2022-11-28 01:46:42 +00:00
parent 49a02f3304
commit 54b64a7263
1898 changed files with 255804 additions and 280809 deletions
--- a/tools/upgrade/actions.py
+++ b/tools/upgrade/actions.py
@ -340,3 +340,214 @@ def fetch_tenant_ids(query_cur):
    logging.exception('fail to fetch distinct tenant ids')
    raise e

+def check_current_cluster_is_primary(query_cur):
+  try:
+    sql = """SELECT * FROM v$ob_cluster
+             WHERE cluster_role = "PRIMARY"
+             AND cluster_status = "VALID"
+             AND (switchover_status = "NOT ALLOWED" OR switchover_status = "TO STANDBY") """
+    (desc, results) = query_cur.exec_query(sql)
+    is_primary = len(results) > 0
+    return is_primary
+  except Exception, e:
+    logging.exception("""fail to check current is primary""")
+    raise e
+
+def fetch_standby_cluster_infos(conn, query_cur, user, pwd):
+  try:
+    is_primary = check_current_cluster_is_primary(query_cur)
+    if not is_primary:
+      logging.exception("""should be primary cluster""")
+      raise e
+
+    standby_cluster_infos = []
+    sql = """SELECT cluster_id, rootservice_list from v$ob_standby_status"""

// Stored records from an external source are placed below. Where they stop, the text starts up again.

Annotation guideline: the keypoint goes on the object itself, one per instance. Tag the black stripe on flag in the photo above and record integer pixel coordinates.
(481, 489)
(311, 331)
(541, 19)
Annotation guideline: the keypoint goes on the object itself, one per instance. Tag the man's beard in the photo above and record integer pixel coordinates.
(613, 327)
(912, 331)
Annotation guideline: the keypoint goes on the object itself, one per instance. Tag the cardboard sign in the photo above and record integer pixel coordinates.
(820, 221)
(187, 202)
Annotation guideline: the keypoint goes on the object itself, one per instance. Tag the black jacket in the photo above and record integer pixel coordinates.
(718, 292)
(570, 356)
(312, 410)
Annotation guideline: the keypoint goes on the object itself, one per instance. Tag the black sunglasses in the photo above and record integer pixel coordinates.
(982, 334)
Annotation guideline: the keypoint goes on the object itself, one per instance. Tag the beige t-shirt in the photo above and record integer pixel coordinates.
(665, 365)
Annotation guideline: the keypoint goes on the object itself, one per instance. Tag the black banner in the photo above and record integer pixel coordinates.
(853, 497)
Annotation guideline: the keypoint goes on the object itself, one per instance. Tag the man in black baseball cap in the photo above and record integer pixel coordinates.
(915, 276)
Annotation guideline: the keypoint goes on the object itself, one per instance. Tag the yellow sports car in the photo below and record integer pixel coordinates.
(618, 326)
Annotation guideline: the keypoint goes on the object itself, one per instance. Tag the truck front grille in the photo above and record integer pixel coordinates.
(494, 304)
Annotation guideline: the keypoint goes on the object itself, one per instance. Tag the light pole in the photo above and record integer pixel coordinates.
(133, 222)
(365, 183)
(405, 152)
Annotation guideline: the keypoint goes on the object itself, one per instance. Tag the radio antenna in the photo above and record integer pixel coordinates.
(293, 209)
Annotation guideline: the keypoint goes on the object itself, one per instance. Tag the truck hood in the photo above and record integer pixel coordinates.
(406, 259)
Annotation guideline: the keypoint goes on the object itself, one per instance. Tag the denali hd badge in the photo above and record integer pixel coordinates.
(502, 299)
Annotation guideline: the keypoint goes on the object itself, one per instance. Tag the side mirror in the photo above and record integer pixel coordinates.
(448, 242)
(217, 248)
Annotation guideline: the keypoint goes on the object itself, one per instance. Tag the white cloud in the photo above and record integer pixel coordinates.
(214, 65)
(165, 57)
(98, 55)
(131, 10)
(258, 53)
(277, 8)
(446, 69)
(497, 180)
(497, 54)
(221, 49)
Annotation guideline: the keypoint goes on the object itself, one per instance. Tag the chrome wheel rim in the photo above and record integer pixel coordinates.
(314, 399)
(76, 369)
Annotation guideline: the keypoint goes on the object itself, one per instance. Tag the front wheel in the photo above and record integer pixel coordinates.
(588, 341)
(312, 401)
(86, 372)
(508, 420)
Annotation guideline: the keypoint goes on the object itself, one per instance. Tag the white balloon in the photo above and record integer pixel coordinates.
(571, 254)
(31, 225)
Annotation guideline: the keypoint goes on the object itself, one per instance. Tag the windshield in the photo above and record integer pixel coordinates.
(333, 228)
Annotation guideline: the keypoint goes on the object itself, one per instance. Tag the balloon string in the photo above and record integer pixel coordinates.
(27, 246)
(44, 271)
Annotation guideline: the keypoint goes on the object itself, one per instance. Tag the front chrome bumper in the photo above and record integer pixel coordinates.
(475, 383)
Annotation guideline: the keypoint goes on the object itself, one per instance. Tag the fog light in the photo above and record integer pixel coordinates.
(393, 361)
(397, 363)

+    (desc, results) = query_cur.exec_query(sql)
+
+    for r in results:
+      standby_cluster_info = {}
+      if 2 != len(r):
+        logging.exception("length not match")
+        raise e
+      standby_cluster_info['cluster_id'] = r[0]
+      standby_cluster_info['user'] = user
+      standby_cluster_info['pwd'] = pwd
+      # construct ip/port
+      address = r[1].split(";")[0] # choose first address in rs_list
+      standby_cluster_info['ip'] = str(address.split(":")[0])
+      standby_cluster_info['port'] = address.split(":")[2]
+      # append
+      standby_cluster_infos.append(standby_cluster_info)
+      logging.info("""cluster_info :  cluster_id = {0}, ip = {1}, port = {2}"""
+                   .format(standby_cluster_info['cluster_id'],
+                           standby_cluster_info['ip'],
+                           standby_cluster_info['port']))
+    conn.commit()
+    # check standby cluster
+    for standby_cluster_info in standby_cluster_infos:
+      # connect
+      logging.info("""create connection : cluster_id = {0}, ip = {1}, port = {2}"""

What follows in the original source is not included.